Oui, Facebook cartonne, la preuve en chiffres
INTERNET•Le point sur le succès du site communautaire au 16 octobre...AA
On en a souvent parlé. Scruté par les blogueurs high-tech, pris d’assaut par les ados, valorisé pour des sommes faramineuses, Facebook serait la nouvelle star de l’Internet mondial. Mais que veut dire «cartonner» exactement pour un site communautaire? Plus d’un an après son lancement grand public (1) en septembre 2006, voici l’heure du bilan chiffré.

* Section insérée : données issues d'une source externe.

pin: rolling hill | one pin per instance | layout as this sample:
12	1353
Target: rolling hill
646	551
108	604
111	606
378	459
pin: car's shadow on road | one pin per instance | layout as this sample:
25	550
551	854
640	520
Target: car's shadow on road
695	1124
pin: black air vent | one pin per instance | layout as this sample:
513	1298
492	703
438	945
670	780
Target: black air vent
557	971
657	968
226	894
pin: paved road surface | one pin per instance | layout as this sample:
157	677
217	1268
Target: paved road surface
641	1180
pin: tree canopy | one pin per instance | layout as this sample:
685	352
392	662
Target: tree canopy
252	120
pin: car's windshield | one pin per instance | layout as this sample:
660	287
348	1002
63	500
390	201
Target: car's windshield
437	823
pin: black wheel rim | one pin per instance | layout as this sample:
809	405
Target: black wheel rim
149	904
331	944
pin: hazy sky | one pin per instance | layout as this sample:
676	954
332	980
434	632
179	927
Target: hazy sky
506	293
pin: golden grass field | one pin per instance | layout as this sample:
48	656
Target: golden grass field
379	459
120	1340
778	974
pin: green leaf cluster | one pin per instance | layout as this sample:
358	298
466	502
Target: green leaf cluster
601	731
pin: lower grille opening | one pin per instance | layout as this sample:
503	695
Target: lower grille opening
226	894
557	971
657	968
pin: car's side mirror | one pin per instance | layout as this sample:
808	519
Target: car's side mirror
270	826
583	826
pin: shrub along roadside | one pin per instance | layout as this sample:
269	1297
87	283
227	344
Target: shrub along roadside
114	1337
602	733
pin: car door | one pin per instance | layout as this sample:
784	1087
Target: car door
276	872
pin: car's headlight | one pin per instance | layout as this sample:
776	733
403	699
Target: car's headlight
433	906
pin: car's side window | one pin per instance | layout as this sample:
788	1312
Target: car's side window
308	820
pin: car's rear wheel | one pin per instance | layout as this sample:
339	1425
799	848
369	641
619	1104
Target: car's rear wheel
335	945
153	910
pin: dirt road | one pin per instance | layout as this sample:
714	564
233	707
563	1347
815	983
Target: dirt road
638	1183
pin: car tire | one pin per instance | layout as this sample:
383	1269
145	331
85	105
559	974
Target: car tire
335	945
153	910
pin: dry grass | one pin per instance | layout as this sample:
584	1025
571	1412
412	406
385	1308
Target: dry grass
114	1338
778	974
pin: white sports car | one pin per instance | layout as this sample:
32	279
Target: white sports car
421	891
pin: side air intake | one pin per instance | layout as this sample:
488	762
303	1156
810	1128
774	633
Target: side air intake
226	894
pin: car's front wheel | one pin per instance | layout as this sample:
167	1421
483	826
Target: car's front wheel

Selon Nicholas O'Neill, du site Allfacebook.com, un site non officiel sur Facebook, il y aurait 45 millions d’inscrits, «dont la moitié se connecte quotidiennement.» Chaque jour, le site engrange entre 200.000 et 250.000 nouvelles recrues. Une progression fulgurante: entre juin et juillet 2007, Facebook a connu un essor de 270% quand MySpace ne montait que de… 72% (chiffres Comscore).
Profil
Non seulement les internautes sont de plus en plus nombreux sur Facebook, mais ils y passent en moyenne 20 minutes par jour et s’échangent en masse des contenus de tout type, notamment de photos. Ce qui en fait «de facto le site numéro 1 de partage d’images au monde avec plus de 2 milliards de photos disponibles site et 14 millions de nouvelles photos téléchargées par jour», note cette étude réalisée par le cabinet Fabernovel. Au final, Facebook représente deux fois plus de trafic que les trois leaders — sur ce secteur — réunis (Photobucket, Fickr et Webshots).
Le noyau des Frenchies
Si aux Etats-Unis, Facebook compte parmi les sites les plus populaires (surtout chez les 17-25 ans), la France commence à s’y mettre. Il faut dire qu’ici, Skyblog est un sérieux client avec plus de neuf millions de visiteurs uniques au mois de juillet. Reste que selon l'étude Fabernovel, la forte croissance en France dans les mois d’été alors que le trafic internet est généralement plus faible devrait préfigurer une explosion à l’automne.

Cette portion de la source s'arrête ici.